In het tijdperk van na de Tweede Wereldoorlog hebben ontwikkelingslanden in Latijns-Amerika en Afrika een strategie van import-vervangende industrialisatie aangenomen, die gepaard ging met protectionistische handelsbelemmeringen in combinatie met directe subsidiëring of nationalisatie van binnenlandse industrieën.

Bijna tegelijkertijd volgden delen van Europa en verschillende Oost-Aziatische economieën een alternatieve strategie van exportgeleide groei. Deze strategie benadrukte het opzettelijke streven naar buitenlandse handel om exporterende industrieën op te bouwen, en was gedeeltelijk afhankelijk van het handhaven van een zwakke valuta om export aantrekkelijker te maken voor buitenlandse kopers. In het algemeen heeft de exportgeleide groei het beter gedaan dan de importvervangende industrialisatie.

Ten slotte begonnen socialistische naties van de 20e eeuw herhaaldelijk aan verschillende weloverwogen, centraal geplande industrialisatieprogramma’s die vrijwel geheel onafhankelijk waren van de binnenlandse of buitenlandse handelsmarkten. Deze omvatten de eerste en tweede vijfjarenplannen in de Sovjet-Unie en de Grote Sprong Voorwaarts in China.

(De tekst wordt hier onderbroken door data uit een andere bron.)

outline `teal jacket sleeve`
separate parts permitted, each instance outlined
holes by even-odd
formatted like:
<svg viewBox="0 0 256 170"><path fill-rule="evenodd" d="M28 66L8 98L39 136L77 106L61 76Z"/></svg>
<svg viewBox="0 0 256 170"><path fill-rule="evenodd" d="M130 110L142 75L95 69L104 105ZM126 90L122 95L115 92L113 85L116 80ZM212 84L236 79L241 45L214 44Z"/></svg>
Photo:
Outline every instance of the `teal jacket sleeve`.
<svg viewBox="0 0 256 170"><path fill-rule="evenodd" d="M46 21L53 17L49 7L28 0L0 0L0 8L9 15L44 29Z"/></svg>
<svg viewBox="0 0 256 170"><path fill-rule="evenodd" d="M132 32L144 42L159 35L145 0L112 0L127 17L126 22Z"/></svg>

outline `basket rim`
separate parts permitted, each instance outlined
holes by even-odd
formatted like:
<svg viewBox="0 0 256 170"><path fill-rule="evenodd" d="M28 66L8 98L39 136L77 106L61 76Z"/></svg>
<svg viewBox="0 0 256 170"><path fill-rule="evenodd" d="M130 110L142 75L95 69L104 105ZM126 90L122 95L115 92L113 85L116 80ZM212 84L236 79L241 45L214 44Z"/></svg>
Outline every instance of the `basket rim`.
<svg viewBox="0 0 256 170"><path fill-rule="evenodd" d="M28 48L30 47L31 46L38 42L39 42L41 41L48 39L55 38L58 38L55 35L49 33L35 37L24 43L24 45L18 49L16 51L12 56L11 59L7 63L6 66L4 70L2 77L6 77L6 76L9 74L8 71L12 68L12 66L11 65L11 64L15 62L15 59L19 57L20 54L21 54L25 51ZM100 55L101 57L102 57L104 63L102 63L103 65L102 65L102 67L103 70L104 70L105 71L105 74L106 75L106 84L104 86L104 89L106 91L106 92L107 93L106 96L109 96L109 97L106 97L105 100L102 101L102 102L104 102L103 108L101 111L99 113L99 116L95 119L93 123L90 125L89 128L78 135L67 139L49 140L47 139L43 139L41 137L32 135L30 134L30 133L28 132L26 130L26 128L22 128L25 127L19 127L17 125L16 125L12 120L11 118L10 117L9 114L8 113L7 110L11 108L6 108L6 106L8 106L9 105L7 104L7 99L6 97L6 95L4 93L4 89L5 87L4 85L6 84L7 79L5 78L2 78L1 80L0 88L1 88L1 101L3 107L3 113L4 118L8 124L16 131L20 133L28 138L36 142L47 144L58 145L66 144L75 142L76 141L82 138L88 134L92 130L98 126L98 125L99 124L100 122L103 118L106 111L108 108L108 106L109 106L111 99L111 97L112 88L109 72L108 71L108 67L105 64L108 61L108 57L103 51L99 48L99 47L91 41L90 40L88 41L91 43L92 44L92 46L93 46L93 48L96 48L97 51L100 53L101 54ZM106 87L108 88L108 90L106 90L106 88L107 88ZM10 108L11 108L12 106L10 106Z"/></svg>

Hoewel deze inspanningen de respectieve economieën heroriënteerden in de richting van een meer industriële basis en een toename van de productie van industriële grondstoffen, gingen ze ook gepaard met harde overheidsrepressie, verslechterende levens- en werkomstandigheden voor arbeiders en zelfs wijdverbreide hongersnood.